Institute for Quantitative and Computational Biosciences (QCBio), University of California, Los Angeles, California, United States of America.
Department of Microbiology, Immunology, and Molecular Genetics, University of California, Los Angeles, California, United States of America.
PLoS Comput Biol. 2021 Jun 24;17(6):e1009095. doi: 10.1371/journal.pcbi.1009095. eCollection 2021 Jun.
The effectiveness of immune responses depends on the precision of stimulus-responsive gene expression programs. Cells specify which genes to express by activating stimulus-specific combinations of stimulus-induced transcription factors (TFs). Their activities are decoded by a gene regulatory strategy (GRS) associated with each response gene. Here, we examined whether the GRSs of target genes may be inferred from stimulus-response (input-output) datasets, which remains an unresolved model-identifiability challenge. We developed a mechanistic modeling framework and computational workflow to determine the identifiability of all possible combinations of synergistic (AND) or non-synergistic (OR) GRSs involving three transcription factors. Considering different sets of perturbations for stimulus-response studies, we found that two thirds of GRSs are easily distinguishable but that substantially more quantitative data is required to distinguish the remaining third. To enhance the accuracy of the inference with timecourse experimental data, we developed an advanced error model that avoids error overestimates by distinguishing between value and temporal error. Incorporating this error model into a Bayesian framework, we show that GRS models can be identified for individual genes by considering multiple datasets. Our analysis rationalizes the allocation of experimental resources by identifying most informative TF stimulation conditions. Applying this computational workflow to experimental data of immune response genes in macrophages, we found that a much greater fraction of genes are combinatorially controlled than previously reported by considering compensation among transcription factors. Specifically, we revealed that a group of known NFκB target genes may also be regulated by IRF3, which is supported by chromatin immuno-precipitation analysis. Our study provides a computational workflow for designing and interpreting stimulus-response gene expression studies to identify underlying gene regulatory strategies and further a mechanistic understanding.
免疫反应的有效性取决于刺激反应性基因表达程序的精确性。
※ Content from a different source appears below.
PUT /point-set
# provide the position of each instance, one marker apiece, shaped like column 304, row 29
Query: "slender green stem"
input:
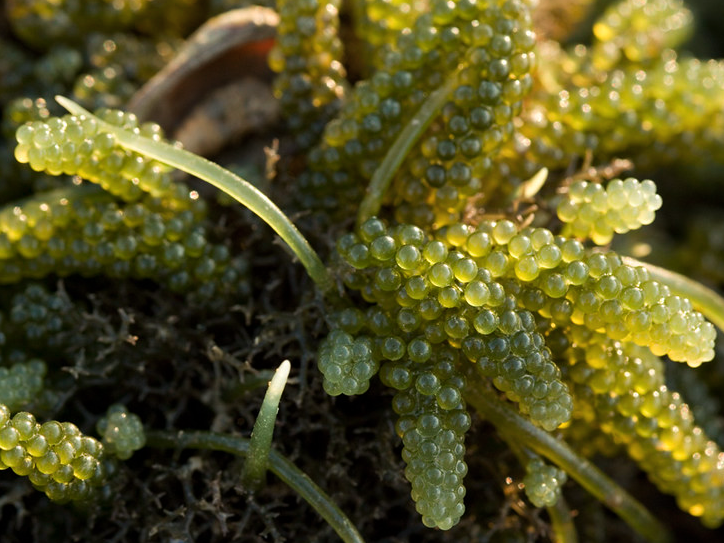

细胞通过激活刺激特异性的刺激诱导转录因子(TF)组合来指定要表达的基因。它们的活性由与每个响应基因相关的基因调控策略(GRS)解码。在这里,我们研究了目标基因的 GRS 是否可以从刺激反应(输入-输出)数据集中推断出来,这仍然是一个未解决的模型可识别性挑战。我们开发了一种机械建模框架和计算工作流程,以确定涉及三个转录因子的协同(AND)或非协同(OR)GRS 的所有可能组合的可识别性。考虑到刺激反应研究的不同刺激数据集,我们发现三分之二的 GRS 很容易区分,但需要更多的定量数据来区分其余的三分之一。为了通过时间过程实验数据提高推断的准确性,我们开发了一种先进的误差模型,通过区分值和时间误差来避免误差高估。将此误差模型纳入贝叶斯框架中,我们表明通过考虑多个数据集,可以为单个基因识别 GRS 模型。我们的分析通过确定最具信息量的 TF 刺激条件来合理化实验资源的分配。将此计算工作流程应用于巨噬细胞中免疫反应基因的实验数据,我们发现,与以前的报告相比,通过考虑转录因子之间的补偿,组合控制的基因数量要多得多。具体来说,我们发现一组已知的 NFκB 靶基因也可能受到 IRF3 的调控,这得到了染色质免疫沉淀分析的支持。我们的研究提供了一种计算工作流程,用于设计和解释刺激反应基因表达研究,以识别潜在的基因调控策略,并进一步深入了解机制。